= Edward York (landowner) =

Edward York JP DL (6 January 1802 – 26 January 1861) was an English landowner.

==Early life==
He was the son of Richard York and Lady Mary Anne Lascelles. His father served as High Sheriff of Yorkshire from 1832 to 1833.

His maternal grandparents were Edward Lascelles, 1st Earl of Harewood, MP for Northallerton, and the former Anne Chaloner (a daughter of Thomas Chaloner of Guisborough).

==Career==
He lived at Wighill Park, Wighill, Yorkshire. The family later moved to Hutton Hall in York.

York served as a Justice of the Peace and Deputy Lieutenant of the North Riding of Yorkshire.

==Personal life==
On 25 November 1837, York married Penelope Beatrix Sykes (1810–1873) in Roos, Yorkshire. She was a daughter of the Rev. Christopher Sykes, the Rector of Roos, and Lucy Dorothea Langford. Together, they were the parents of:

- Lucy Mary York (1838–1893), who married Edward Brooksbank, son of Rev. Edward Hawke Brooksbank and Hannah Heywood, in 1857.
- Caroline Penelope York (1839–1893), who married Rev. John Morland Rice, son of Edward Royd Rice and Elizabeth Knight (a niece of Jane Austen), in 1864.
- Edward Christopher York (1842–1885), who married Isabel Augusta Fairfax, daughter of Thomas Fairfax and Louisa Constantia Ravenscroft, in 1870. After her death, he married Celina Rose Marsden, daughter of Rev.

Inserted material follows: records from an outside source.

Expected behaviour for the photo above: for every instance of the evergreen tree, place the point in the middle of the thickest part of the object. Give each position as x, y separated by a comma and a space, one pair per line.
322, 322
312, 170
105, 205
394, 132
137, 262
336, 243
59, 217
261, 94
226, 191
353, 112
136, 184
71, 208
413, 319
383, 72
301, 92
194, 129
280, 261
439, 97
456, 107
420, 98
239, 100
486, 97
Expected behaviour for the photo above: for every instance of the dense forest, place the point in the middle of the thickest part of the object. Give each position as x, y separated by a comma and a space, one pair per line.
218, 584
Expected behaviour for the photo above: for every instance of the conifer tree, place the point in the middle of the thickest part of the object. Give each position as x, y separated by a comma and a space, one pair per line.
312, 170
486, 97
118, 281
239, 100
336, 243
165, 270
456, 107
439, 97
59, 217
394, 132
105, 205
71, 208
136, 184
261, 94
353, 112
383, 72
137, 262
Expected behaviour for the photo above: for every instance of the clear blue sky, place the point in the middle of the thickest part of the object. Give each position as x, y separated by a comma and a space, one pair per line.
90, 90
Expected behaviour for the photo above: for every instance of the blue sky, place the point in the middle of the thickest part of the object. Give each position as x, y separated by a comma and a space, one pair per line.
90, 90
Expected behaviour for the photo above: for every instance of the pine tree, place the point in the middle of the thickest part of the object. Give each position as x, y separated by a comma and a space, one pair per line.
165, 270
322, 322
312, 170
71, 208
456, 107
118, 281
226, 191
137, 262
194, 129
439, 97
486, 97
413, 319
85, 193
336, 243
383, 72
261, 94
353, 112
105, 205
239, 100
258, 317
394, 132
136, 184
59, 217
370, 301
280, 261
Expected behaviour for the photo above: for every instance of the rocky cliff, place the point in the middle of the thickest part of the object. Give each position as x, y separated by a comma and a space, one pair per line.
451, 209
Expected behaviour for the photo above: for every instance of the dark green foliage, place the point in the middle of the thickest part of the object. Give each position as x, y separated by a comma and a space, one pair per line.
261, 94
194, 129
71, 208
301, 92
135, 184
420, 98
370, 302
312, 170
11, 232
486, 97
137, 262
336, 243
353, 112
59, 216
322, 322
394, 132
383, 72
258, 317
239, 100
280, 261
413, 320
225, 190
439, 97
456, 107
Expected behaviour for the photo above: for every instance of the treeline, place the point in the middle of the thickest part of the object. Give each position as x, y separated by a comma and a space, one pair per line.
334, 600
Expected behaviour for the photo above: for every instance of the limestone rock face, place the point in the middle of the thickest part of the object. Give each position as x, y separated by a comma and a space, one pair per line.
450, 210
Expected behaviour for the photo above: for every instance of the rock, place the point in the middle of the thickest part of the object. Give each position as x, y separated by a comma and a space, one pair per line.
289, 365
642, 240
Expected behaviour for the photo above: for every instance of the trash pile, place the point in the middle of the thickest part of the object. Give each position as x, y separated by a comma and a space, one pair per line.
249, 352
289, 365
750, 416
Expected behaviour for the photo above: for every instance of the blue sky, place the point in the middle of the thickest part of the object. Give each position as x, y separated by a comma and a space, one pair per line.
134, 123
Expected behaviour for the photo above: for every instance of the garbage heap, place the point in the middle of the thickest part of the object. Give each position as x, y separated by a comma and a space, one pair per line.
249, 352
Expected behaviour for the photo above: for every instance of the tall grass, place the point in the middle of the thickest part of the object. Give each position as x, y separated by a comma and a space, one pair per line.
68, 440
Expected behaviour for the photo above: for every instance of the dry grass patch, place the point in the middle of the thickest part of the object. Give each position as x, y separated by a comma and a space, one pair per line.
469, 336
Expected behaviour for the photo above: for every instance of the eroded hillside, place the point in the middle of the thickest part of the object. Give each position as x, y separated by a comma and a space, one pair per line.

Charles Marsden, in 1876.
- Laura Marianne York (1846–1899), who married Admiral Sir Ernest Rice, also a son of Edward Royd Rice, in 1870. After her death in 1899, he married Fanny Julia Dawkins, daughter of Clinton George Augustus Dawkins, consul-general to Vienna, in 1903.

York died on 26 January 1861.

===Descendants===
Through his daughter Lucy, he was a grandfather of Sir Edward Clitherow Brooksbank, 1st Baronet, a Justice of the Peace and a deputy Lieutenant for the West Riding of Yorkshire.